Quand on a été victime d’un attentat, se refuser à nourrir le voyeurisme, alimenter la machinerie du spectacle, soutenir les discours abrutissants, rien de tout cela n’est facile. C’est pourquoi Erwan Larher, écrivain, ne voulait pas, a priori, écrire de livre sur l’attentat du Bataclan où il fut blessé. L’insistance de ses amis l’a convaincu de le faire tout de même, et ça donne ce livre fort qui a l’intelligence d’orienter vers une réflexion plus profonde les questions idiotes (Ça fait quoi de recevoir une balle dans le cul ? D’avoir une « Kalach » au dessus de la tête ?).
Erwan Larher ausculte ce qu’on imagine savoir et qu’on comprend, en le vivant, qu’on ne le savait pas. Il fouille le rapport de la tête et de la chair (Sur lequel on pourrait, pour dédramatiser, renverser une fameuse réplique populaire : « Parle à ma tête, mon cul est malade ! »). Et il parle aux assassins pour chercher des réponses aux questions sensibles : D’où vient ce délire meurtrier ? Sur quoi s’est-il construit ? Qu’est-ce qui l’alimente ?

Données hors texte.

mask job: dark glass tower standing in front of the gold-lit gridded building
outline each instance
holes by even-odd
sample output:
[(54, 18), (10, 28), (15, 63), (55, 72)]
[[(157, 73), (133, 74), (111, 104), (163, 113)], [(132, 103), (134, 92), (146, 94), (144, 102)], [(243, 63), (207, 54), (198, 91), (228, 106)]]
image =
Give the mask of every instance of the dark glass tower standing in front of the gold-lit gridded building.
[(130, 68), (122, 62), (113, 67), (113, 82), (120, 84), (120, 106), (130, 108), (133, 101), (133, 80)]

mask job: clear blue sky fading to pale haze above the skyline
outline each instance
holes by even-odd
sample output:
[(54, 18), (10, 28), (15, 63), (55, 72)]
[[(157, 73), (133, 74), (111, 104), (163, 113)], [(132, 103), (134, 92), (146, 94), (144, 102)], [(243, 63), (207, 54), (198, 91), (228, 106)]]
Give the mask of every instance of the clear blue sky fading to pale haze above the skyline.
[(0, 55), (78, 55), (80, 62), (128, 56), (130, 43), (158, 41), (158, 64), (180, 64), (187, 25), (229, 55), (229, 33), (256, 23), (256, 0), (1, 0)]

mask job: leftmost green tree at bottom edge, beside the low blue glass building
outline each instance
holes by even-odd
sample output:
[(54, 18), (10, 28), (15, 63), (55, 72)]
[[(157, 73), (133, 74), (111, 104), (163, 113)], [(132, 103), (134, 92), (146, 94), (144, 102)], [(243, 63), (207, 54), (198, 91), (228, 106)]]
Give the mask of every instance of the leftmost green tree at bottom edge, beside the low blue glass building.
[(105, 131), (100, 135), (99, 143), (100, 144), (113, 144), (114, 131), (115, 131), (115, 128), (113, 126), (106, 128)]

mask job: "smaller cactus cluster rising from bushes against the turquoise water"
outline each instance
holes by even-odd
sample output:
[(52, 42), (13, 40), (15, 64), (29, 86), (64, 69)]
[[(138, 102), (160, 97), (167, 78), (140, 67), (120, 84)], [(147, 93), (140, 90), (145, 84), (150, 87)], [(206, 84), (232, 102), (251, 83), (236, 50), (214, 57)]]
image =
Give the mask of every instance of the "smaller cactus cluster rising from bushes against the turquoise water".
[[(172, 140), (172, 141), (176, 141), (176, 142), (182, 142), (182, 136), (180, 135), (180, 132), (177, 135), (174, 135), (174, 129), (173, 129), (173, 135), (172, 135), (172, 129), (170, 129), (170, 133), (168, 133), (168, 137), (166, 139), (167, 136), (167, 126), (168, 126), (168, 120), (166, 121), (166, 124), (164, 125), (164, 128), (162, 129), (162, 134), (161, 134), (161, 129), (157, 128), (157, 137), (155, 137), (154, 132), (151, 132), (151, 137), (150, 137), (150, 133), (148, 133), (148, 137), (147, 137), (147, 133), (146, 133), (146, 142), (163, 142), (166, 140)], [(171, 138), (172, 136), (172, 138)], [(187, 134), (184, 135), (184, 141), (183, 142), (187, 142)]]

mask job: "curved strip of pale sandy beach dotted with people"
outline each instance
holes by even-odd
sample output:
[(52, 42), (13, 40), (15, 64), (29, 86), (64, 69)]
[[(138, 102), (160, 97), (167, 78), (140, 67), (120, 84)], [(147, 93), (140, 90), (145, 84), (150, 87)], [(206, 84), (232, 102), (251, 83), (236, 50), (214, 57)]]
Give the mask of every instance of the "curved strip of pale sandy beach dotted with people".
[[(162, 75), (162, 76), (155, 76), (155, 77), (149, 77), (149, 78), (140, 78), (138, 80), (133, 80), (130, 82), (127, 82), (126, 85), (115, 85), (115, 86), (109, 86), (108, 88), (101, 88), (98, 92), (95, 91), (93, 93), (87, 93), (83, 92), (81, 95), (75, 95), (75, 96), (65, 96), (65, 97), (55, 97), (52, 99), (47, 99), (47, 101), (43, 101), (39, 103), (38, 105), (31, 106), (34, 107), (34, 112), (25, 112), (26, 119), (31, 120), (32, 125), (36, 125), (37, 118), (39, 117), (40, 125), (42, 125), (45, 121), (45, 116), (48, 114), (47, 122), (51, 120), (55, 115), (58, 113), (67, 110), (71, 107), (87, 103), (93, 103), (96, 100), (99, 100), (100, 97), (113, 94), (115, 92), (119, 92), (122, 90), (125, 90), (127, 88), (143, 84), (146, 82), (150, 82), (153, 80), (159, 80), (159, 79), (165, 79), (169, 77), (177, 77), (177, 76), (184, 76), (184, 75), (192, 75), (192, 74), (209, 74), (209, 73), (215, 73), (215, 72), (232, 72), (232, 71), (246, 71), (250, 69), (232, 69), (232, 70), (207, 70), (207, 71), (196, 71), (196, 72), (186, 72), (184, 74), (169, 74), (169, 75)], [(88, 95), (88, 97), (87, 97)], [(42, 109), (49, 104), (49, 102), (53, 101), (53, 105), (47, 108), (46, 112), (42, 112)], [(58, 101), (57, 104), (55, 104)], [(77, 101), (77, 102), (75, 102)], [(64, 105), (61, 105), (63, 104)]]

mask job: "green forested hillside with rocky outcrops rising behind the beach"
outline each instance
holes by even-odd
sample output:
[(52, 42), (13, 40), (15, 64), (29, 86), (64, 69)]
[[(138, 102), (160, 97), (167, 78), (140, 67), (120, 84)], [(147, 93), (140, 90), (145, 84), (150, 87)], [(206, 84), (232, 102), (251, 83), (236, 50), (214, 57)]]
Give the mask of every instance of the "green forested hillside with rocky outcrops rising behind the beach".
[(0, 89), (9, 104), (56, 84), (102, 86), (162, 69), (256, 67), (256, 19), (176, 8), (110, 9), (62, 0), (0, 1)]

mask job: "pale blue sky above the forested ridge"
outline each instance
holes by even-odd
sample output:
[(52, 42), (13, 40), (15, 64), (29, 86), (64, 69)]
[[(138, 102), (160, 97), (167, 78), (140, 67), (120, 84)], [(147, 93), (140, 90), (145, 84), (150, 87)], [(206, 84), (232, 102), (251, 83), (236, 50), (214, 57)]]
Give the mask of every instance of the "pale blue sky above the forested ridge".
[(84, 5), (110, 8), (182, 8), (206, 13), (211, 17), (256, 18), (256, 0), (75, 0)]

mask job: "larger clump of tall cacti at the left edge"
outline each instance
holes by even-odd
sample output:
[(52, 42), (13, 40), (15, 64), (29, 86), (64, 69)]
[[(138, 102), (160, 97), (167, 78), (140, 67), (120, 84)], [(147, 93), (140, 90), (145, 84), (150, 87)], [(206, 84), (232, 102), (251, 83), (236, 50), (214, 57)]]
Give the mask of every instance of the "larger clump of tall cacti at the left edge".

Le tout guidé par cet espoir, que le premier pessimiste venu battra facilement en brèche, mais qu’il faut néanmoins partager à moins de se tirer soi-même une balle dans la tête (Ce qui, reconnaissons le, serait bête après avoir évité celles des autres) : Si la littérature ne peut pas arrêter les Kalachnikov, elle peut, peut être, freiner le doigt sur la gâchette.
Bien sûr, il faudrait pour cela que les éventuels poseurs de doigt sur la gâchette croisent dans leur vie un petit bout de littérature. Ce qui n’est guère probable, mais le sera moins encore si personne n’essaie d’y contribuer. Erwan Larher a fait ce choix difficile. C’est tout à son honneur.

Erwan Larher, Le livre que je ne voulais pas écrire, Quidam éditeur, 20 €.